Positive amplification of 24Sα rRNA suggestive for Leishmania spp. (20.1%) was similar to the positivity of Leishmania infection in other studies with small mammals [10,11,37,41]. However, with more specific primers (ITS1), positivity decreased to 4.5%. Differences in rates of infection with Leishmania spp. among studies may be influenced by methodological differences, such as number and species of mammals sampled, protocols and PCR target used. Amplification of the polymorphic region of the D7 24Sα rRNA gene corresponding to conserved sequences of trypanosomatid genomes have different molecular weights to Leishmania spp. and Trypanosoma spp. [24-26] and it is more sensitive when compared to other targets. It is also used for the differential diagnosis of infection by diverse trypanosomes in reservoirs in endemic areas. ITS1-PCR has lower sensitivity compared with the highly abundant target at the kDNA conserved region, as shown in a study by Tojal da Silva et al. [28] with DNA extracted from skin biopsies from humans infected by Leishmania spp. In another study using human and dog blood, the SSU rDNA-PCR was more sensitive than ITS1-PCR [28]. However, when nested ITS1-PCR is performed, the sensitivity increases considerably and can match the other targets [27,42].
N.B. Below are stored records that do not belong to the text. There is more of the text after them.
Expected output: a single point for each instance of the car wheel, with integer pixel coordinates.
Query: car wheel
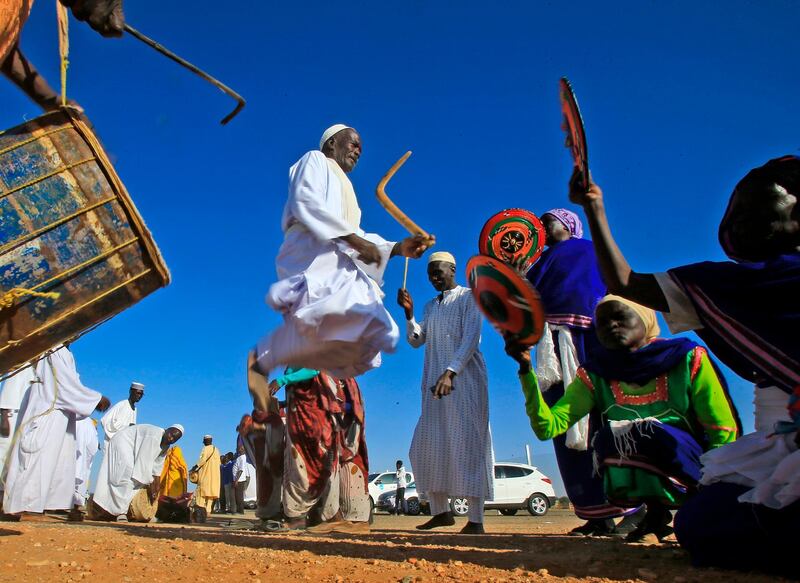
(537, 505)
(459, 506)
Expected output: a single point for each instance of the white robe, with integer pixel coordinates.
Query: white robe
(86, 445)
(452, 447)
(132, 458)
(41, 468)
(332, 304)
(12, 393)
(118, 417)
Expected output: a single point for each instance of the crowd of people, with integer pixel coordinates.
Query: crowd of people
(642, 425)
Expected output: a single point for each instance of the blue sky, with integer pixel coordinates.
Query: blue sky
(679, 99)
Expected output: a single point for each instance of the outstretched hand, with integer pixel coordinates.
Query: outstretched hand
(579, 195)
(444, 385)
(520, 353)
(414, 246)
(104, 16)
Our results also demonstrate the presence of Trypanosoma spp. in wild rodents and marsupials in the FD. DNA sequences extracted from samples of four N. lasiurus and one G. agilis showed identity ranging from 79-99% with T. lewisi, T. grosi, T. otospermophili and T. kuseli. Of interest, all of them are rodent trypanosomes [43-46]. Trypanosoma lewisi is a common blood parasite of Rattus spp. in all parts of the world, transmitted by fleas and T. grosi shows a host-restriction to mice of the genus Apodemus, distributed in Europe and Asia [43,44]. Trypanosoma otospermophili and T. kuseli are trypanosomes of squirrels also transmitted by fleas occurring both in old and new worlds [43,45]. The identification of these trypanosomes needs confirmation because most samples showed identity values <90% and we have no morphological evidence to support these results. It is possible that these trypanosomes belong to other species such as T. forattinii and T. akodoni detected in rodents of the genera Oryzomys and Akodon in Brazil, respectively [43], which are not deposited in GenBank. Although these protozoa are host-specific and not pathogenic to humans, studies show that at least T. lewisi can play a role as an opportunistic parasite in humans and captive monkeys [47].

Conclusions

These results suggest the participation of wild mammals in the cycle of Leishmania spp. in conservation units of the Federal District of Brazil, expanding knowledge on the enzootic cycles of trypanosomatids in the Brazilian savannah. Leishmania species infecting wild animals at conservation units were not the same species infecting domestic dogs in the vicinity. Although no significant differences were observed in the infection rates among mammal species surveyed, the study highlights the role of N. lasiurus, R. macrurus and G. agilis as hosts of Leishmania spp. However, studies monitoring infection with other parasitological methods (e.g. skin and blood cultures) and sensitive molecular techniques (e.g. qPCR or nested PCR) [42], over a longer period of time including an increased sample size is required to determine whether these mammals meet the established criteria [48,49] to be considered reservoirs of these parasites and evaluate the complexity of host-parasite interactions.